My third visit. I was not charmed at all. Oh, a nice nopal taco was refreshing, but the tacos here are served too cool. If you order three at a time, the third one will be downright cold. Even the second one will have all the juiciness drained from it.
Fairly uninteresting were the tinga, barbacoa, carne asada, and the spicy shrimp. Tamales are nice, not great. Was here with two other Chowhounds and we were not thrilled.
If you go here, the 'el beso' and the nopal are the best so far. I may have one more visit in me to try the burger or the tortas.
I've had better luck than you since I didn't order the same things. Next time try the sweetbreads, birria and tripa tacos. Also, there was posole last weekend that was good. If not offered, ask for the habanero sauce behind the counter to go with the posole. The sope I had wasn't bad, but the fried tortilla on the bottom was so hard I couldn't cut it with the plastic knife.
I tried two more of the 'house' tacos: Black Pearl (fish, sauce made with squid ink) and the Bamba Ball (meatballs, salty). They were both good, but not better.
I think this places is cheap enough to be worth exploring, but so far only the 'beso' (pork and beef tongue combo) is a keeper.
Sorry but I will take TECC any day. Cecina was dry and mealy. Not enough filling for the tortillas. Lengua was the same for of tongue as at R& R in Elkridge, completely devoid of the fat that makes lengua so good. The sweet bread taco had really good fried sweetbread pieces which, when eaten alone were good. But in the gloppy sauce, they disappeared.
General comments... the tortillas were dry, chewy and crumbly. I use the same brand at home, so I know that this is not typical of the brand.
Secondly, all the radish, lime, salsas etc come in little plastic cups even for eat in. Given how dry the tacos, each taco needed 3+ cups worth of additions and two of limes. There was a mountain of plastic where I ate which seems to be super wasteful.
And the salsas were boring as can be, even the arbol was of little heat. This seems to be a place best suited for those who don't want the real deal of Mexican cooking.
They are not yet open at 6:30am, but maybe in a week or two. For now, they open at 11am.
The blackboard menu is mouthwatering, but so far this place is more promising than good.
So many items to order here, it's hard to know where to begin. 11 traditional tacos (or for an extra charge, the same toppings on sopes), 6 'house' tacos, a torta, tamales, wings, soup, and a few other items.

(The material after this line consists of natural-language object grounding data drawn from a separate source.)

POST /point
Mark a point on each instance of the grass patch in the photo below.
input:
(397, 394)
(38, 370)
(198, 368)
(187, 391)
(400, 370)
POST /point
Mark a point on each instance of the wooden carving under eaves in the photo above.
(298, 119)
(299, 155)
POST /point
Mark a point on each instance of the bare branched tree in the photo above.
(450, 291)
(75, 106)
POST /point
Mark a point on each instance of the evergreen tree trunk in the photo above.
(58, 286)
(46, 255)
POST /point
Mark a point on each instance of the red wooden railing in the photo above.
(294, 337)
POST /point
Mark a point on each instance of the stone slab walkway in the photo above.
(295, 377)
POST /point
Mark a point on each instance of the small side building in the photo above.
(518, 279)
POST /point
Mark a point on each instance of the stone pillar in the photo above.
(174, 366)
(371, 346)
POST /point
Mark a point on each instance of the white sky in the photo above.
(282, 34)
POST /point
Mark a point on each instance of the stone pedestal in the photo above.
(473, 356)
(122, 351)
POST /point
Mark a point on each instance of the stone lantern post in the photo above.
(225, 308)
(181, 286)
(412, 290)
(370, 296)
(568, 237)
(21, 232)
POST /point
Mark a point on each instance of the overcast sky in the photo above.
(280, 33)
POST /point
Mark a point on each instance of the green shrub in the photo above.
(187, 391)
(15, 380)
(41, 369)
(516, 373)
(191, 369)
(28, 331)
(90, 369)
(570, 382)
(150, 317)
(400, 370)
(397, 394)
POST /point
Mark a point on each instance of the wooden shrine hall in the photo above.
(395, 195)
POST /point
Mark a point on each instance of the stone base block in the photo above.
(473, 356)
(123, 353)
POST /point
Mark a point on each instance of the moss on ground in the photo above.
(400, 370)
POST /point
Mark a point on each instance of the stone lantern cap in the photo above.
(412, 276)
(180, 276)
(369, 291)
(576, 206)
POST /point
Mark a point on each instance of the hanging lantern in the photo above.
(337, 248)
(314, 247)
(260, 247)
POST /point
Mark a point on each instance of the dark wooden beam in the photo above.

I tried 4 tacos: 2 traditional and 2 house. The traditional ingredients are kept in steel compartments to be scooped out by the preps. They get dried out while they sit there. The house tacos seem more like they are 'cooked to order,' so I recommend starting with those.
The pre-sliced 'al pastor' was carried out in a huge bin from the kitchen, so nothing freshly carved off a spit like at La Placita in Hyattsville. The pork is dried out and stringy, with the only juiciness coming from too many pineapple pieces, making it more a pineapple taco than a sauce which has pineapple as just one of the flavors.
The cecina is supposed to be a salt-dried beef, but here it is disappointingly just a very thin beef, so not crispy like it should be. Not as good as the tacos de res at the taco truck at George Mason and Colombia Pike which are crispy.
The house mushroom taco would have been very good if it wasn't drowned in chipotle sauce.
The winner was the house 'el beso' taco which was small cubes of pork and tongue Hot, supple, fresh, and delicious.
The tortillas are packaged from Florida. They don't seem to have the same corn flavor as at TECC.
So many more things to try here. The torta sounds impressive, and I love creative chicken wings, so I'll be back to try those.